Dia terdiam sejenak. "Mungkin setelah aku selesai kuliah."
"Berarti aku masih punya harapan dong, ya?"
"Hah?"
"Sebelum janur ungu terpasang, aku masih bisa berusaha mendapatkan cinta kamu," jelasku dengan semangat membara.
Mata Aleea mengerjap, kemudian makin menyipit seiring dengan tawanya yang renyah bak pangsit di mi ayam komplit.
Tuk, tuk, tuk
Ada orang mengetuk kaca mobil.
Kulihat orang tersebut mengenakan baju seragam. "Ya, Pak?" tanyaku setelah menurunkan kaca.
"Mobilnya mau diderek, ya?" Bapak itu balik bertanya.
Aku dan Aleea serentak mengangguk. Kemudian kami turun dari mobil. Aleea mengobrol sebentar dengan petugas derek. Sementara aku menuju motor dan mengenakan helm. Kemudian dia berjalan ke arahku. Naik ke motor dan memegang ujung jaket. Dikata aku tukang ojek!
Aku melaju dengan kecepatan tinggi. Bukan karena takut ditilang polisi karena Aleea enggak pakai helm, tetapi karena aku kebelet.
***
Siang harinya, aku dan tiga kurcaci sedang asyik mengobrol sambil makan siang di kantin. Tiba-tiba mereka terdiam dan memasang senyum full semuka. Aku yang bingung dengan tingkah mereka, menoleh ke belakang. Ternyata ada Aleea bersama dayang-dayang setianya di sana.
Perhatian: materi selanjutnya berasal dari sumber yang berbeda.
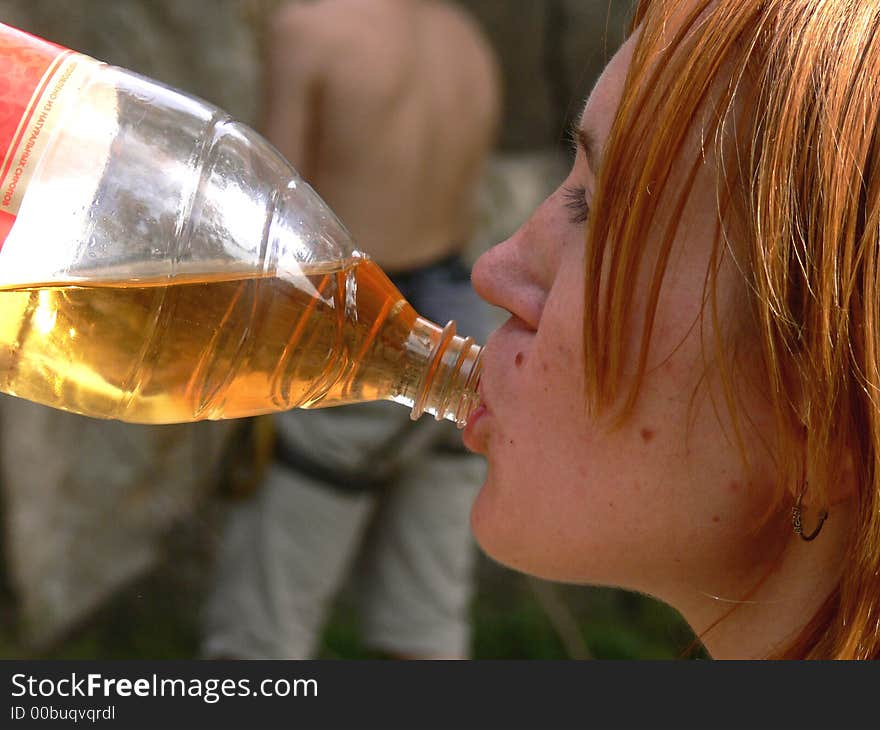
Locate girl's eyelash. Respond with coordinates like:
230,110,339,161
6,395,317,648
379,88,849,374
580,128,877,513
562,185,590,225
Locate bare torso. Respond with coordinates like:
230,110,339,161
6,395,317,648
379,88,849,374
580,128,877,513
265,0,499,272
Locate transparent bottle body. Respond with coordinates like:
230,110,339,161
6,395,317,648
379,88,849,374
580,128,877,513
0,65,480,425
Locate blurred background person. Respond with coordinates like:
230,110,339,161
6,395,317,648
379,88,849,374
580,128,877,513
204,0,500,658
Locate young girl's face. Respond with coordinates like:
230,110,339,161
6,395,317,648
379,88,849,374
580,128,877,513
465,28,779,608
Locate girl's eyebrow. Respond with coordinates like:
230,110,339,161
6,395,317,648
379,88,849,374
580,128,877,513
569,121,598,172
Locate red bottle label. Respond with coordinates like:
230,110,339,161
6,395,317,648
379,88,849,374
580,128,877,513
0,23,97,246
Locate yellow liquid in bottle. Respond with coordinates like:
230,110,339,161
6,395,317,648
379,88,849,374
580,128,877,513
0,259,417,423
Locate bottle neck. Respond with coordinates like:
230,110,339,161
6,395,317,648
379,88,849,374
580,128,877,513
395,317,482,428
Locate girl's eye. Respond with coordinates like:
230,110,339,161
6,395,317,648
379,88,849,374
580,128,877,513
562,185,590,225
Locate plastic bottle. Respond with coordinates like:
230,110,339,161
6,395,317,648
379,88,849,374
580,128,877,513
0,24,480,426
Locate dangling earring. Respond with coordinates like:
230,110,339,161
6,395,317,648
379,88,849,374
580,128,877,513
791,482,828,542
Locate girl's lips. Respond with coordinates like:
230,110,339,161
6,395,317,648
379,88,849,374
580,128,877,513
461,403,488,453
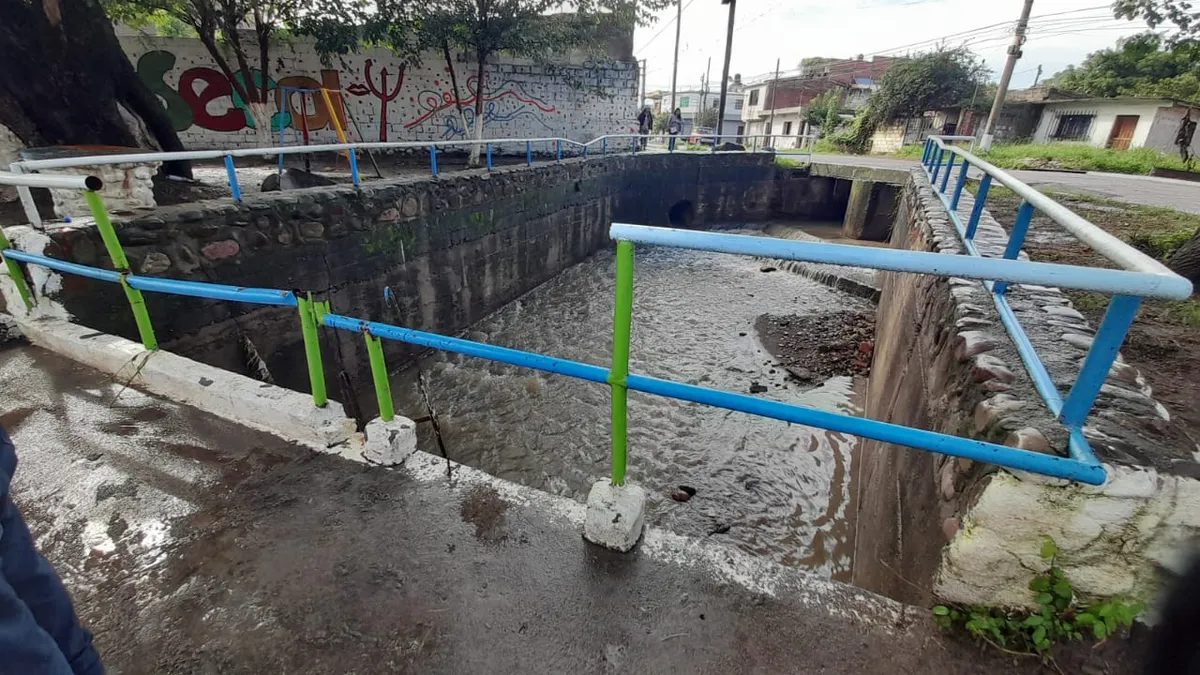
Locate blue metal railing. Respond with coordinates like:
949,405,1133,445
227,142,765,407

"Hai, aku boleh duduk?" tanya Aleea dengan nada suara yang lembut.
Ketiga cowok muka mesum itu mengangguk dan serentak berdiri. Rebutan memberikan kursi buat Aleea, berlagak sebagai gentleman. Aleea memilih duduk di sebelahku. Nin dan Maia duduk di seberang kami, sedangkan yang lain duduk bersila di lantai dengan tampang yang konyol.
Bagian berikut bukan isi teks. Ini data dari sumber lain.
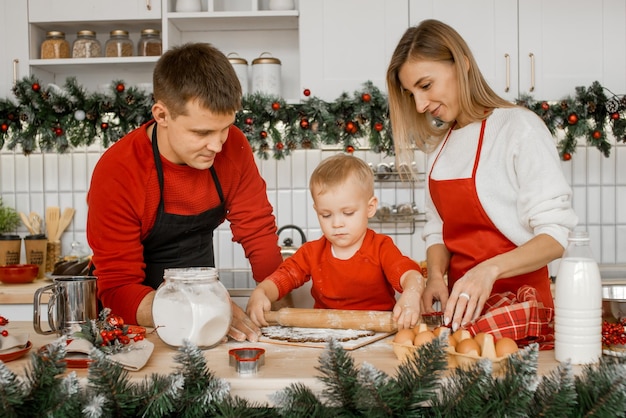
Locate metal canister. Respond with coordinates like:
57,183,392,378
252,52,281,97
228,52,248,96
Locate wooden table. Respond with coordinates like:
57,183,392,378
1,321,576,404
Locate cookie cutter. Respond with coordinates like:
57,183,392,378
228,348,265,374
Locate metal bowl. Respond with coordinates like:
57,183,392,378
0,264,39,284
602,284,626,322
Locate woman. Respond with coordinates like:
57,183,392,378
387,20,577,337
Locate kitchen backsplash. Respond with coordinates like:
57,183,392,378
0,139,626,287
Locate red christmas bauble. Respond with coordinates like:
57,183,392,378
567,113,578,125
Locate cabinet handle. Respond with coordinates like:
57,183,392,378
504,54,511,93
13,58,20,85
528,52,535,91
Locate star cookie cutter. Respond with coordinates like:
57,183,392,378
228,348,265,374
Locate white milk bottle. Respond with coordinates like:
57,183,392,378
554,231,602,364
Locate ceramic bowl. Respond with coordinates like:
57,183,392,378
0,264,39,284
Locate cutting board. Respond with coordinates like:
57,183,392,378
259,326,395,351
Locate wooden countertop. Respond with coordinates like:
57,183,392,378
2,321,580,404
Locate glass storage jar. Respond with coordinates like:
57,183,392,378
152,267,232,348
72,30,102,58
137,29,163,57
104,29,134,57
41,30,70,59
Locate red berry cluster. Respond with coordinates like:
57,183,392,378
0,316,9,337
602,318,626,347
96,314,146,347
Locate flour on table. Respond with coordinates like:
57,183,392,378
261,325,376,343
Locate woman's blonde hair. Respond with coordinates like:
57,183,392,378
387,19,514,161
309,154,374,200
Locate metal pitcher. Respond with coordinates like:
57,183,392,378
33,276,98,335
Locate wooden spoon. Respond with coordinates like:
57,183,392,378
46,206,61,242
54,208,76,241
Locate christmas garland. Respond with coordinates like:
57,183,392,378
0,76,626,160
0,339,626,418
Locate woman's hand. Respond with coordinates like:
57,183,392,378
443,263,498,331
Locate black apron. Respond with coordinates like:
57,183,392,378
142,124,226,289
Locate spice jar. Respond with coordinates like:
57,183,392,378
228,52,248,96
104,30,134,57
41,31,70,59
72,30,102,58
252,52,281,97
137,29,163,57
152,267,232,348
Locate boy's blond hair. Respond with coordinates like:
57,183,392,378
309,154,374,200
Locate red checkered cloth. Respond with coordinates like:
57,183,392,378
466,286,554,350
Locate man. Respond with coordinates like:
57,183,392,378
87,43,282,341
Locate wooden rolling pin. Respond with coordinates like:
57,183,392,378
265,308,398,332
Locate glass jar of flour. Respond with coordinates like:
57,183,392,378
152,267,232,348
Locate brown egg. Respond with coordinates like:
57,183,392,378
456,338,480,356
413,331,437,347
496,337,519,357
393,328,415,345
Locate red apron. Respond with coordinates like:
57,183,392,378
428,120,554,314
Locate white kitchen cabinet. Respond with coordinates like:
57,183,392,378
409,0,626,100
299,0,409,100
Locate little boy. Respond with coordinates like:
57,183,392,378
247,154,425,329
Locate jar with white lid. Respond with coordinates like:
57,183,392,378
252,52,281,97
152,267,232,348
72,30,102,58
227,52,248,96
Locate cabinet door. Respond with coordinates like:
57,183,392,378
519,0,626,100
0,1,28,99
299,0,408,100
28,0,161,22
410,0,518,100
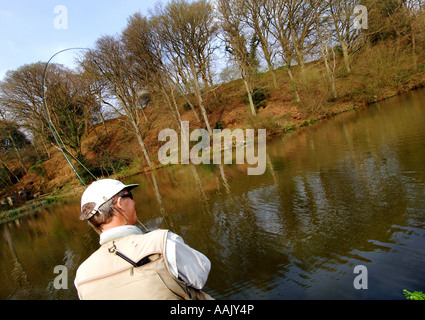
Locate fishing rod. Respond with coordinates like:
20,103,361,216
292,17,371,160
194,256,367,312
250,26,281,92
41,48,150,232
41,48,93,188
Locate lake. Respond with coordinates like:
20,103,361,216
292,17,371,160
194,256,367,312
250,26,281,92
0,89,425,300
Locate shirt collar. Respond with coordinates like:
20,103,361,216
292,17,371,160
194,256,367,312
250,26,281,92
99,226,143,245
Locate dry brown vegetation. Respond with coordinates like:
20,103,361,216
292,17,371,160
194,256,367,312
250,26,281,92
0,0,425,205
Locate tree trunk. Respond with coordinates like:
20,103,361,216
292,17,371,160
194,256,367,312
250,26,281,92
243,79,257,116
287,65,301,102
131,121,152,166
340,40,351,73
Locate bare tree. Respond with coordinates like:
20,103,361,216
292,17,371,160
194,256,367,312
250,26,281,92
311,0,338,99
152,0,216,135
241,0,278,89
326,0,359,73
81,36,152,166
217,0,257,115
264,0,301,102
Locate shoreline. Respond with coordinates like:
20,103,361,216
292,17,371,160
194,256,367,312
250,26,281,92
0,81,425,225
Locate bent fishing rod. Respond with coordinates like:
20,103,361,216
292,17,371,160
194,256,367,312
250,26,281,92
41,48,91,188
41,48,149,232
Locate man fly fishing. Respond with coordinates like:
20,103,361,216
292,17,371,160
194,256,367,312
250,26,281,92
74,179,212,300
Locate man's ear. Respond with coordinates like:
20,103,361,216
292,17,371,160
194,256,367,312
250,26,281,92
114,197,123,211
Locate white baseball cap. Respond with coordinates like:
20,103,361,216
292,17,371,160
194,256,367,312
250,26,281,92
80,179,138,220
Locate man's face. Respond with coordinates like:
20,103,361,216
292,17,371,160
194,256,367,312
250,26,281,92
119,190,139,225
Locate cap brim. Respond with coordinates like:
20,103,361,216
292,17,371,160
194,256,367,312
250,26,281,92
123,184,139,191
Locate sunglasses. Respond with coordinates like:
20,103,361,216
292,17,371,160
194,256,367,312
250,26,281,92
121,192,133,200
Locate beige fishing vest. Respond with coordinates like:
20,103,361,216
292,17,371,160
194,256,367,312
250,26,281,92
74,230,211,300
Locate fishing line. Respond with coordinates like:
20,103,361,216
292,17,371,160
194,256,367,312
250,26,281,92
41,48,150,233
41,48,92,188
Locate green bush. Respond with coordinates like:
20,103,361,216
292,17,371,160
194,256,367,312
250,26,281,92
30,160,46,177
244,88,270,110
403,289,425,300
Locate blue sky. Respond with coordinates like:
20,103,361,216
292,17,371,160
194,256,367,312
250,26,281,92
0,0,157,80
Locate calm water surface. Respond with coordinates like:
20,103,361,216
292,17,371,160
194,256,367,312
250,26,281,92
0,90,425,299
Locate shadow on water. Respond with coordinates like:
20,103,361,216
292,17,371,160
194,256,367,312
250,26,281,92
0,90,425,299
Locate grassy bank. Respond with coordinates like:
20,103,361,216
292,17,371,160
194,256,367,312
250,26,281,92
3,33,425,211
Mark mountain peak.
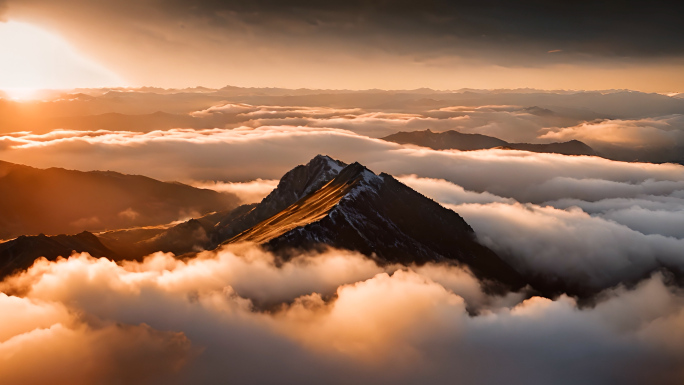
[219,156,522,286]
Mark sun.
[0,21,125,99]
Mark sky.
[0,0,684,93]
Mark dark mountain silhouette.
[381,129,596,155]
[0,231,121,279]
[0,155,525,288]
[0,161,238,239]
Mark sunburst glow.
[0,21,123,99]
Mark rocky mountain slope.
[0,161,238,240]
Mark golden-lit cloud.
[0,247,684,384]
[0,21,123,99]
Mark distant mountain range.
[0,161,238,239]
[0,155,525,288]
[381,129,597,155]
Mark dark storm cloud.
[154,0,684,64]
[9,0,684,66]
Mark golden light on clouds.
[0,21,123,99]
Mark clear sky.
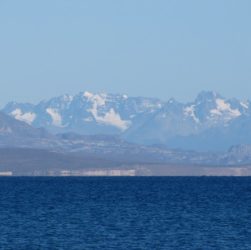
[0,0,251,106]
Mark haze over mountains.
[0,92,251,175]
[2,91,251,151]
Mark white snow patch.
[11,109,36,125]
[83,91,93,99]
[184,105,200,123]
[84,92,131,131]
[89,106,131,131]
[240,101,249,109]
[210,99,241,120]
[46,108,62,127]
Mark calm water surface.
[0,177,251,250]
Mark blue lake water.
[0,177,251,250]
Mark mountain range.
[0,92,251,175]
[3,91,251,152]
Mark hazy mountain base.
[0,148,251,176]
[3,91,251,151]
[0,109,251,175]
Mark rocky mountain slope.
[3,92,251,151]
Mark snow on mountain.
[3,91,251,150]
[4,91,162,134]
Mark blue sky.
[0,0,251,105]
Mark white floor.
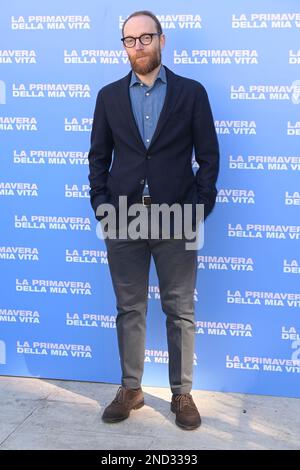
[0,376,300,450]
"Ken, thanks, ya buat bantuan kamu tadi pagi," ujar Aleea.
"Sami-sami," jawabku.
"Aku mesti balas gimana nih?"
Wow, kesempatan nih!
"Balas dengan kencan berdua, tanpa dayang-dayang atau penguntit," tunjukku pada yang lainnya.
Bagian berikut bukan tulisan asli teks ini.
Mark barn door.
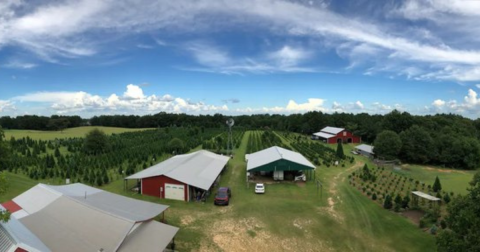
[165,183,185,200]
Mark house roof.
[320,126,345,135]
[412,191,441,201]
[247,146,315,171]
[313,132,335,139]
[0,205,50,252]
[126,150,230,190]
[8,183,178,252]
[355,144,374,154]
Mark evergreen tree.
[402,194,410,209]
[433,176,442,192]
[437,172,480,252]
[383,194,393,209]
[337,142,345,159]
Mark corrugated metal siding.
[0,225,15,252]
[142,176,188,202]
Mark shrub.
[440,220,447,229]
[383,194,393,209]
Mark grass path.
[3,131,435,252]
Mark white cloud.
[355,101,365,109]
[0,100,16,112]
[0,0,480,81]
[10,84,229,114]
[123,84,145,100]
[432,99,445,108]
[3,60,37,69]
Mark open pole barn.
[125,150,230,201]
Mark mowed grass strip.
[4,126,154,140]
[2,132,435,251]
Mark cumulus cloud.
[10,84,229,114]
[0,100,16,112]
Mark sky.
[0,0,480,118]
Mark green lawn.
[4,126,154,140]
[394,165,476,194]
[1,132,443,251]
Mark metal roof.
[313,132,335,139]
[247,146,315,171]
[320,127,345,135]
[126,150,230,190]
[14,183,178,252]
[412,191,440,201]
[355,144,374,154]
[0,205,50,252]
[118,221,178,252]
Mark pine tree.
[383,194,393,209]
[433,176,442,192]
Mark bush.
[440,220,447,229]
[383,194,393,209]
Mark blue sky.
[0,0,480,118]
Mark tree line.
[0,110,480,169]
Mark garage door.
[165,183,185,200]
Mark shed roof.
[10,184,178,252]
[247,146,315,171]
[320,126,345,135]
[313,132,335,139]
[355,144,374,154]
[126,150,230,190]
[412,191,440,201]
[0,205,50,252]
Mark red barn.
[312,127,362,144]
[126,150,229,201]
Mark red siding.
[328,130,362,144]
[142,175,188,201]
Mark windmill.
[227,118,235,155]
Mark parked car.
[213,187,232,206]
[255,183,265,193]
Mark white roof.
[126,150,230,190]
[313,132,335,139]
[247,146,315,171]
[355,144,374,154]
[412,191,440,201]
[0,205,50,252]
[320,127,345,135]
[13,183,178,252]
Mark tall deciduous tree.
[337,142,345,159]
[374,130,402,159]
[0,126,10,171]
[83,129,108,155]
[437,172,480,252]
[432,176,442,192]
[0,172,10,222]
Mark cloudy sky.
[0,0,480,118]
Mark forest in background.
[0,110,480,169]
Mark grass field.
[4,126,154,140]
[0,132,463,251]
[394,165,476,194]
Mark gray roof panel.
[126,150,230,190]
[320,127,345,135]
[355,144,374,154]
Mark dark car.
[213,187,232,206]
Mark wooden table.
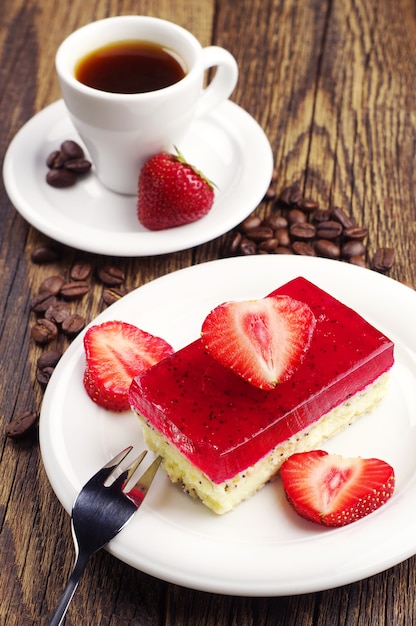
[0,0,416,626]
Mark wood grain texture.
[0,0,416,626]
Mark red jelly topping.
[130,278,394,483]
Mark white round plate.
[3,100,273,256]
[40,256,416,596]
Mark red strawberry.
[137,152,214,230]
[280,450,395,526]
[201,296,316,389]
[84,321,173,411]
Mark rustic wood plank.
[0,0,416,626]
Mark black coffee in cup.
[75,41,185,94]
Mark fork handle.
[48,553,90,626]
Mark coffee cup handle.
[196,46,238,117]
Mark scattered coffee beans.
[46,140,91,189]
[98,265,125,287]
[224,185,394,272]
[6,411,39,439]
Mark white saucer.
[40,255,416,596]
[3,100,273,256]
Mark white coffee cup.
[55,15,238,194]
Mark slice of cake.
[129,278,394,514]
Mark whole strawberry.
[137,152,214,230]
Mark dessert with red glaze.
[129,277,394,514]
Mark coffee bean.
[46,168,77,189]
[242,226,273,242]
[36,366,55,386]
[62,313,86,337]
[287,209,307,224]
[30,318,58,344]
[348,254,367,267]
[59,280,90,300]
[36,350,62,369]
[330,207,355,228]
[30,246,61,265]
[372,248,394,273]
[30,291,56,313]
[61,139,84,159]
[342,226,368,241]
[98,265,125,287]
[64,159,91,174]
[312,209,331,223]
[292,241,316,256]
[299,198,319,213]
[290,222,315,241]
[46,150,67,170]
[6,411,38,439]
[274,228,290,248]
[45,302,71,325]
[264,187,276,201]
[316,220,342,239]
[263,213,289,230]
[39,276,65,296]
[341,239,365,259]
[240,237,257,256]
[274,246,293,254]
[70,261,91,280]
[258,237,279,252]
[103,289,124,306]
[315,239,341,259]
Aleea melongo. Mulut mungilnya membentuk huruf O kecil. "Ehm. Gak bisa diganti gitu?" tanyanya beberapa saat kemudian.
Aku menggeleng.
"Oke deh," jawabnya dengan pasrah.
Aku mengepalkan tinju di tangan kiri, mendorong ke belakang sambil berbisik, "Yes!"
Sementara ketiga pria yang mengaku sebagai sahabat itu kompak mencebik. Mungkin mereka iri dengan keberuntungan yang tengah memihakku saat ini.
***
Malam ini Aleea terlihat cantik dengan gaun cream gradasi. Rambut sebahunya digerai alami. Tampak sedikit kusut terkena embusan angin.
Saat ini kami duduk berseberangan di sebuah kafe di daerah Kemang. Aku sengaja memilih tempat ini karena nyaman dan tidak terlalu ramai pengunjungnya. Mungkin karena harga di daftar menunya lumayan mahal, apalagi buat para mahasiswa fakir sepertiku.
Akan tetapi, demi kencan yang sukses dengan Aleea, aku rela membobol celengan bentuk ayam yang sudah terisi penuh sejak dua tahun yang lalu. Kalau ketahuan sama Papa sih pasti diomelin, tetapi itu urusan nanti, yang terpenting sekarang aku bisa kencan dengan sang pujaan hati.
"Ken, kamu yakin bisa bayar?" tanya Aleea seraya tersenyum.
"Jangan ngeledek!" desisku.
"Gak. Cuma mau mastiin aja. Kalo gak entar aku yang bayar aja, ya?"
"Diam, ahh. Aku yang ngajak kok jadi kamu yang mau bayar. Tenang, aku punya duit kok!" Aku memasang tampang yakin. Padahal dalam hati kebat kebit ngitung duit.
Tak lama kemudian pesanan kami datang. Aleea makan dengan santai. Sekali-sekali kepalanya bergoyang mengikuti irama lagu dari band yang tampil di cafe.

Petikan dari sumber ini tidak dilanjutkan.